Chicken and Kumquat Kebabs
Healthy, because
Even smarter
Nutritional values
Kumquats have a very intense orange flavour and a pleasant sweet-sour taste. Like all citrus fruits, kumquats can also score points with a fairly respectable amount of vitamin C: 100 grams contain around 35 milligrams of it. The fruits also have fibre, potassium, calcium, phosphorus and B vitamins to offer.
Kumquats are most often seen around Christmas time in vegetable shops and supermarkets, but you can also get them during the other seasons. The best choice is fruits with a firm, shiny and smooth skin. Stored in a cool place, they can be kept for about two weeks. Minis are also one of the few citrus fruits that can be eaten with their peel after careful washing; after harvesting, the exotics are usually not treated.

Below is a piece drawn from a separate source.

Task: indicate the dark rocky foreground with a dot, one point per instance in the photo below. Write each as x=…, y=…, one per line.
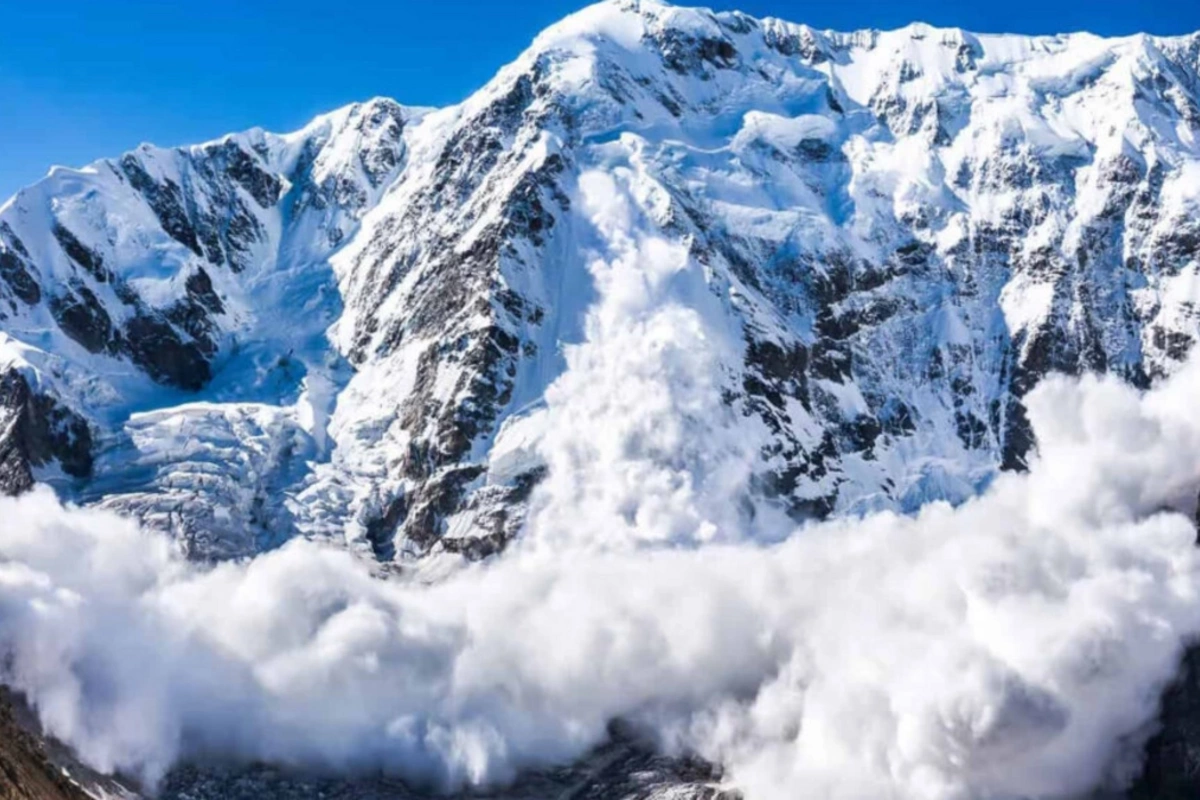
x=619, y=770
x=34, y=768
x=25, y=769
x=624, y=769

(Percentage of daily recommendation)
Calorie | 304 cal. | (14 %) | ||
Protein | 33.27 g | (34 %) | ||
Fat | 11.44 g | (10 %) | ||
Carbohydrates | 16.85 g | (11 %) | ||
Sugar added | 0 g | (0 %) | ||
Roughage | 3.42 g | (11 %) |
Vitamin A | 75.25 mg | (9,406 %) | ||
Vitamin D | 0.1 μg | (1 %) | ||
Vitamin E | 0.54 mg | (5 %) | ||
Vitamin B₁ | 0.14 mg | (14 %) | ||
Vitamin B₂ | 0.19 mg | (17 %) | ||
Niacin | 20.38 mg | (170 %) | ||
Vitamin B₆ | 0.69 mg | (49 %) | ||
Folate | 33.21 μg | (11 %) | ||
Pantothenic acid | 1.13 mg | (19 %) | ||
Biotin | 0.85 μg | (2 %) | ||
Vitamin B₁₂ | 0.34 μg | (11 %) | ||
Vitamin C | 67.12 mg | (71 %) | ||
Potassium | 546.75 mg | (14 %) | ||
Calcium | 74.71 mg | (7 %) | ||
Magnesium | 57.04 mg | (19 %) | ||
Iron | 2.4 mg | (16 %) | ||
Iodine | 0.3 μg | (0 %) | ||
Zinc | 1.2 mg | (15 %) | ||
Saturated fatty acids | 2.05 g | |||
Cholesterol | 85 mg |
Ingredients
- Ingredients
- 400 grams Chicken breasts
- 1 pickled red chili pepper (Thai)
- 4 Tbsps Mango chutney
- 2 Tbsps Lime juice
- 2 Tbsps sesame oil (light)
- 4 scallions
- 5 Kumquat
- 1 Orange (juiced)
- 4 Tbsps Vegetable broth
- salt
- freshly ground peppers
- 80 grams Purslane
Preparation steps
Rinse the meat, pat dry and chop into pieces 3-4 cm (approximately 1 1/4 to 1 1/2 inches) long. Drain the chiles and chop. Mix the chutney with chile, lime juice and oil and mix in the meat. Cover and infuse for about 30 minutes in the refrigerator.
Meanwhile, trim scallions, rinse and cut into 4-5 cm (approximately 1 1/2 to 2 inches) long pieces. Rinse the kumquats and slice. Boil the orange juice with the broth, let cool slightly then season with salt and pepper. Rinse the purslane and shake dry.
Thread the meat alternately with kumquats and scallions on skewers and drizzle with the marinade. Cook in a skillet over medium heat 5-8 minutes, turning occasionally. Season with salt and pepper.
Serve the skewers and purslane together, drizzled with the orange sauce.